From 1639 to 1640, he made 22 paintings for Charles I, the king of England. In 1645 Amalia van Solms, the wife of the prince of Orange, bought some of his works for the Palais dez Huis Bosch.
Later Years and Death
During his last decades of production, the painter embraced again the tenebrism that he always admired in Caravaggio's art. He doesn't lose his pictorial expressiveness, but his figures gain a schematic aspect, and the whole picture becomes more solemn with the use of dark priming.
His commitment to work was inspirational. Despite his old age, the artist didn't stop his practice and continued creating. In 1660, he was invited by the government to produce pictures for Amsterdam's Town Hall. Along with Jacob Van Ruisdael, Jan Lievens, Jurgen Ovens, and Rembrandt Van Rijn, the painter was hired by de Graeff brothers, politicians from the city. The project was initially thought of with Govert Flinck, who died that year, having finished only one of the twelve paintings.
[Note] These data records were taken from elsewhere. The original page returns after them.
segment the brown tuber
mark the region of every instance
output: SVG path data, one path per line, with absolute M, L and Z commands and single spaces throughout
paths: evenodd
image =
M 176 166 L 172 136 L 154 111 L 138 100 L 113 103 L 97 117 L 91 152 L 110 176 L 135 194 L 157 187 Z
Jacob Jordaens died in October 1678, a victim of the mysterious Antwerp disease, which also victimized his daughter on the same day.
Legacy
The notable critic Roger Fry, who was part of the Bloomsbury Group and a passionate critic in favor of Post-Impressionism, stated that a revision of Jordaens' oeuvre was necessary since, until then, many authors had placed him only under Rubens' influence. Fry argued that the painter could work visually with a sense of optimism that was the prevalent attitude in the Low Countries at the time. This sentiment was associated with the bourgeoisie. The critic stated there is an inevitable "gluttony" in this spirit, which in the artist's work is translated in color: the aspect of juiciness.
The almost grotesque quality of the figures, a trait that the younger and more famous Rubens shows in his mythological works as well, depicting gods as drunkards and buffoons, is more complicated and refined in Jordaens' pictures: he oscillated between the bourgeois, proving themselves as either upcoming, already wealthy and happy, and a more austere and sober quality. Fry offers the example of Pan and Syrinx as a case where the painter has a simplicity in design similar to Italian art.